UN JARDIN EN ACCORD avec la nature
Témoignage d’Éric Lequertier, architecte paysagiste à Saint-Jouandes-Guérets (Ille-et-Vilaine), et vice-président de Plante & Cité.
Comment aménagez-vous les jardins pour les rendre résilients face aux intempéries marquées que connaît la Bretagne depuis quelques années ?
La création d’un jardin passe avant tout par une bonne compréhension du climat local et une évaluation approfondie du terrain : exposition, sol, relief, drainage, vents... Cette phase d’étude permet de révéler des zones distinctes, autant d’habitats pour différents types de plantes. Nous utilisons de nombreuses essences indigènes, qui offrent une cohérence et une harmonie avec l’environnement, accueillant la petite faune locale et demandant moins d’entretien. Nous introduisons également des plantes venues d’ailleurs dans une vision à plus long terme, pour tenir compte de l’évolution du climat.
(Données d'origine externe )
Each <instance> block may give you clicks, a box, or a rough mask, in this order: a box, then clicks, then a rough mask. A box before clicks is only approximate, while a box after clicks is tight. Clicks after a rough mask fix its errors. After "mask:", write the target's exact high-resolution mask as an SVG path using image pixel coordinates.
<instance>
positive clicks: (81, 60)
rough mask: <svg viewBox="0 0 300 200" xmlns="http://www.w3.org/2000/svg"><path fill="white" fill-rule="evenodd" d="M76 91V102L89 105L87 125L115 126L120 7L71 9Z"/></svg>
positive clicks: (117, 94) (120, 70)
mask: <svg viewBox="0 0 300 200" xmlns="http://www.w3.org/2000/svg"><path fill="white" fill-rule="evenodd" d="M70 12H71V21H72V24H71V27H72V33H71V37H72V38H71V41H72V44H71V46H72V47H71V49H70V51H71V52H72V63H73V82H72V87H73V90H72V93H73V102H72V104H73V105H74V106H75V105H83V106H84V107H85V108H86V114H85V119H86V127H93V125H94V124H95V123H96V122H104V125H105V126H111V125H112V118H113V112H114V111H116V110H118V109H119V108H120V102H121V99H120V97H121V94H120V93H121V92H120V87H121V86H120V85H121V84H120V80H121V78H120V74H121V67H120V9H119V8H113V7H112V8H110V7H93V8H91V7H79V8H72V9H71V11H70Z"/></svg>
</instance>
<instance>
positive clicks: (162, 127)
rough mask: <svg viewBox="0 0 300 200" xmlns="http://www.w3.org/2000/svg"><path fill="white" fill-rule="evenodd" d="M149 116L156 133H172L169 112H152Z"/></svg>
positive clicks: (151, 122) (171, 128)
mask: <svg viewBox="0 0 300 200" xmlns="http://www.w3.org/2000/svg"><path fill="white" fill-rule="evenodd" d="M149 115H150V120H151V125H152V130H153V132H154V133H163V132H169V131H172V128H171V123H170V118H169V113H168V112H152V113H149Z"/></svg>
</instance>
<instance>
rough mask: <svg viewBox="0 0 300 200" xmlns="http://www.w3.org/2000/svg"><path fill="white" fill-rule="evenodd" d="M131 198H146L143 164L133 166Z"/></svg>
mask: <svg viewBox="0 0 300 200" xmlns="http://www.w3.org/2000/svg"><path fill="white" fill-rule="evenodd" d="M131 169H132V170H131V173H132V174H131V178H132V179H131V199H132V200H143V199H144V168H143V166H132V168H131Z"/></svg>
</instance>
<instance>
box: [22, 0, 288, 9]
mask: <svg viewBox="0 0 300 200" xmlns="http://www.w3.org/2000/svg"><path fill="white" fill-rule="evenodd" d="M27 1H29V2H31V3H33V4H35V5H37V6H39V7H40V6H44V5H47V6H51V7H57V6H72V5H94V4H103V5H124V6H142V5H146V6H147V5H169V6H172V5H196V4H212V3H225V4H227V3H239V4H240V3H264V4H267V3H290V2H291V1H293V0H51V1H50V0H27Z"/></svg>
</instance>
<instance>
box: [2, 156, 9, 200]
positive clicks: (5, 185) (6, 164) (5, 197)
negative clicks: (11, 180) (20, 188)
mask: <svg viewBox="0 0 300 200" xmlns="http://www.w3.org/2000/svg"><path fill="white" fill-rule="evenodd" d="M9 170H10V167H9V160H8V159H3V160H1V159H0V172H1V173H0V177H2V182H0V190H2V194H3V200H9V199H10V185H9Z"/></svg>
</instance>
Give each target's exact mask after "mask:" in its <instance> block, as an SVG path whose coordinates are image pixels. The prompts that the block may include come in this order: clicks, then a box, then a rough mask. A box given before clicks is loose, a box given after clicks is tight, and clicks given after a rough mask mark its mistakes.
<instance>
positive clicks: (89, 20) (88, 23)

Il faut qu’elles s’intègrent bien dans le paysage. Nous constatons que le chêne, marqueur végétal de nos régions, a de plus en plus de mal tandis que la vigne et l’olivier sont des exemples d’intégration réussie, même si, parfois, il faut adapter les techniques de plantation pour éviter les excès d’humidité. J’ai personnellement plus de mal avec l’utilisation excessive de végétaux d’allure plus exotique comme les palmiers et les bambous, sauf si le contexte (bord d’une piscine) s’y prête.
Avez-vous des stratégies pour limiter l’effet de la sécheresse, des vents forts, des embruns ?
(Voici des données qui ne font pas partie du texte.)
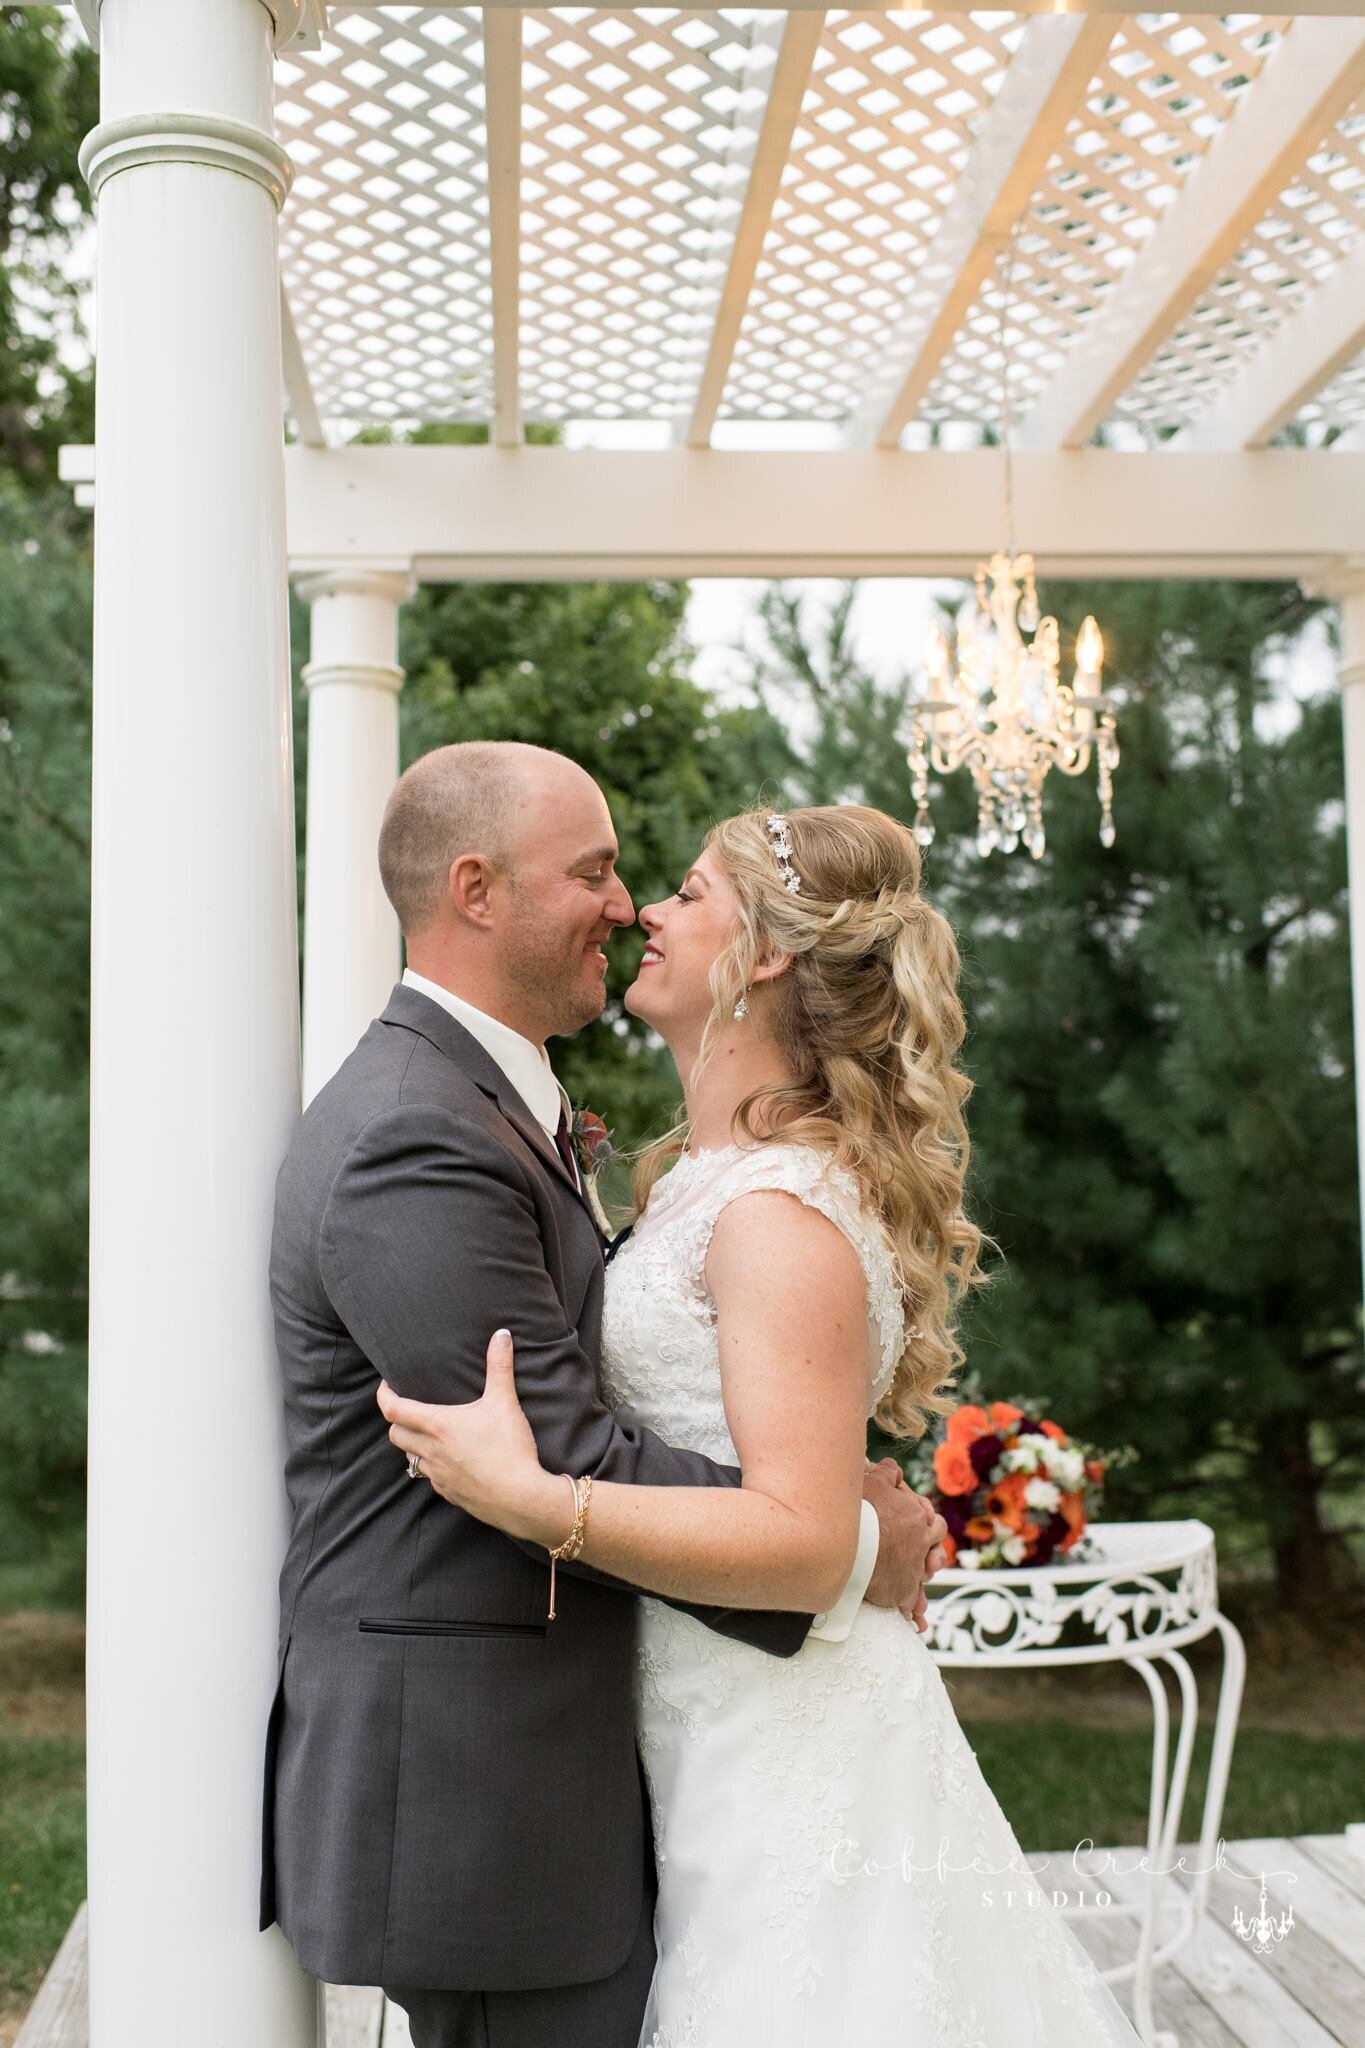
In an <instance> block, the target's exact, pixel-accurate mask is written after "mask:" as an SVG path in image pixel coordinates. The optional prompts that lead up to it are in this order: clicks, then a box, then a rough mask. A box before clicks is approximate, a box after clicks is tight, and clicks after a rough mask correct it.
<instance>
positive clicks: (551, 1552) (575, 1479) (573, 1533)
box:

À la faveur de la canicule en 2022, certains ont découvert que l’arbre faisait de l’ombre ! Nous accordons beaucoup d’importance à la disposition des arbres, dosant leur ombrage à certaines heures et pas à d’autres, évitant l’écueil d’un jardin d’ombre quelques années ou décennies plus tard. De même, nous positionnons avec soin les haies, premières barrières naturelles contre les vents qui dessèchent sols et végétaux, ou contre les embruns en bord de mer. Nous créons ainsi de nombreux microclimats, favorables à la biodiversité qui signe nos aménagements et qui est « l’assurance-vie de l’humanité ». Le problème de nos professions est d’anticiper les extrêmes en concevant des écosystèmes équilibrés.
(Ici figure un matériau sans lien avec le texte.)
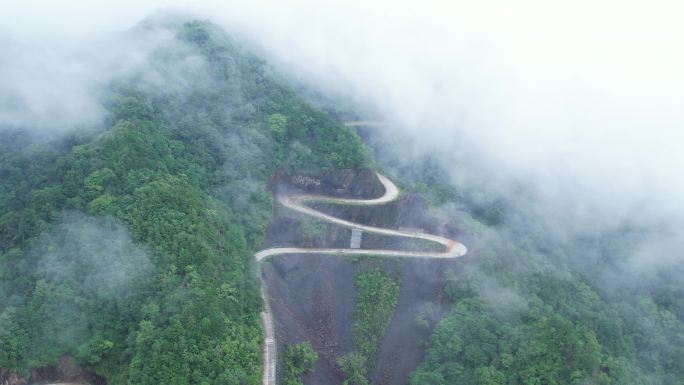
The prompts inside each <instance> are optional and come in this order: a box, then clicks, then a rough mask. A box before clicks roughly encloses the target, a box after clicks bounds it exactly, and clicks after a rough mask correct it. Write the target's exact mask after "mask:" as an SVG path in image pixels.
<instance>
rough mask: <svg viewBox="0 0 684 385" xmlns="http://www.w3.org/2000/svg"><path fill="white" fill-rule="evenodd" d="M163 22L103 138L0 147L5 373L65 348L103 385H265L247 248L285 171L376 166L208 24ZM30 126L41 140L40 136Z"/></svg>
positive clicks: (128, 72)
mask: <svg viewBox="0 0 684 385" xmlns="http://www.w3.org/2000/svg"><path fill="white" fill-rule="evenodd" d="M168 24H169V23H167V25H166V26H165V27H163V28H162V27H161V26H160V25H159V23H158V22H155V21H148V22H144V23H142V24H141V25H140V26H138V27H137V28H135V29H134V30H133V31H131V32H129V34H130V38H132V39H135V38H136V37H137V36H138V35H141V34H146V33H156V32H158V30H160V29H164V30H165V31H167V32H168V29H170V31H171V33H173V34H174V37H173V38H172V39H170V40H166V41H164V43H162V44H160V45H159V46H158V47H155V48H154V51H153V52H152V53H151V55H150V59H149V61H148V62H147V63H146V64H145V65H144V66H143V67H140V68H135V69H133V70H131V71H129V72H127V73H126V74H125V75H123V76H120V77H118V78H116V79H115V81H114V82H113V83H112V84H110V85H109V86H108V88H107V90H106V92H105V93H104V96H103V98H104V100H105V105H106V107H107V110H108V116H107V118H106V124H105V129H104V130H102V131H97V130H87V131H85V132H88V133H87V134H84V133H83V131H74V132H73V133H72V134H69V135H65V136H63V137H59V138H57V139H53V140H51V141H41V140H37V139H36V138H35V132H33V131H31V130H30V129H28V130H22V129H16V128H14V129H12V128H4V129H3V132H2V135H3V140H2V142H1V144H0V145H1V146H2V148H0V252H1V254H0V346H2V349H0V368H3V369H4V370H6V371H9V372H18V373H20V374H22V375H27V374H28V372H29V370H30V369H32V368H39V367H49V366H55V365H56V364H57V363H58V359H59V357H60V356H61V355H62V354H68V355H70V356H71V357H73V358H74V359H75V360H76V362H77V363H78V364H79V365H80V366H82V367H84V368H86V369H89V370H92V371H94V372H96V373H97V374H99V375H101V376H103V377H104V378H105V379H106V380H107V383H108V384H125V383H129V384H150V385H159V384H168V385H171V384H189V383H193V384H219V383H220V384H257V383H259V382H260V379H261V378H260V376H261V369H260V368H261V359H262V358H261V349H260V346H261V343H262V338H263V337H262V331H261V324H260V322H259V318H258V312H259V311H260V309H261V299H260V297H259V288H258V281H257V275H256V272H255V271H254V261H253V257H252V254H253V252H254V250H255V247H256V245H257V244H258V243H259V242H260V240H261V239H262V237H263V235H264V229H265V225H266V223H267V221H268V219H269V217H270V213H271V205H272V202H271V198H270V193H269V192H268V191H267V189H266V183H267V180H268V178H269V176H270V175H272V174H273V173H274V172H275V171H276V169H278V168H281V169H283V170H286V171H290V172H293V171H298V172H315V171H320V170H324V169H331V168H350V167H351V168H354V167H360V166H366V165H368V164H369V161H370V159H369V155H368V153H367V150H366V149H365V148H364V146H363V145H362V143H361V141H360V139H359V138H358V137H357V136H356V135H355V134H354V133H352V132H351V131H349V130H348V129H346V128H344V127H343V126H341V125H340V124H338V123H336V122H335V121H333V120H332V119H331V118H330V117H329V116H328V115H327V114H325V113H322V112H320V111H318V110H315V109H313V108H312V107H310V106H309V105H308V104H307V103H305V102H304V101H303V100H302V99H301V98H300V97H298V96H297V94H295V92H294V91H293V90H292V89H291V88H290V87H289V86H288V85H286V84H285V83H284V82H283V81H281V80H279V79H278V78H276V77H275V76H273V75H271V74H270V71H269V69H268V68H267V67H266V65H265V64H264V62H263V61H261V60H260V59H258V58H256V57H255V56H253V55H251V54H249V53H247V52H245V51H244V50H243V49H241V48H240V47H239V46H237V45H236V44H235V43H234V42H233V41H232V40H231V39H230V38H229V37H228V36H227V35H226V34H225V33H223V32H222V31H221V30H219V29H218V28H217V27H215V26H213V25H212V24H210V23H207V22H190V23H184V24H182V23H181V24H173V23H171V24H172V25H171V26H169V25H168ZM29 132H32V133H31V134H29Z"/></svg>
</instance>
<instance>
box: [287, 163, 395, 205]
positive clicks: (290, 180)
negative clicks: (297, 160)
mask: <svg viewBox="0 0 684 385" xmlns="http://www.w3.org/2000/svg"><path fill="white" fill-rule="evenodd" d="M276 179H277V180H276V181H275V182H276V183H281V184H283V183H284V184H285V185H286V188H294V189H296V190H300V191H303V192H306V193H309V194H322V195H332V196H346V197H353V198H363V199H371V198H377V197H379V196H381V195H382V194H383V193H384V189H383V187H382V183H380V180H379V179H378V176H377V175H376V174H375V172H373V171H372V170H369V169H364V170H351V169H344V170H333V171H328V172H326V173H324V174H323V175H320V176H314V175H292V176H290V177H286V176H285V175H282V174H280V175H276Z"/></svg>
Quid des interdictions d’arrosage récurrentes en été ?
Au lieu de demander des droits d’arrosage comme pour les terrains de golf, dont le gazon repousse toujours alors qu’arbres et arbustes s’en tirent difficilement, il faut engager une vraie réflexion qui passe par la compréhension des saisons, des précipitations... Une piste : profiter en été de l’eau stockée lors des pluies hivernales, quand les nappes débordent, en créant par exemple des grands réservoirs étanches et invisibles sous une terrasse (avec une circulation pour éviter qu’elle croupisse). Il est important de bien choisir ses paillis et revêtements de sol. Je préfère la pouzzolane aux copeaux d’ardoise qui chauffent au soleil et acidifient la terre.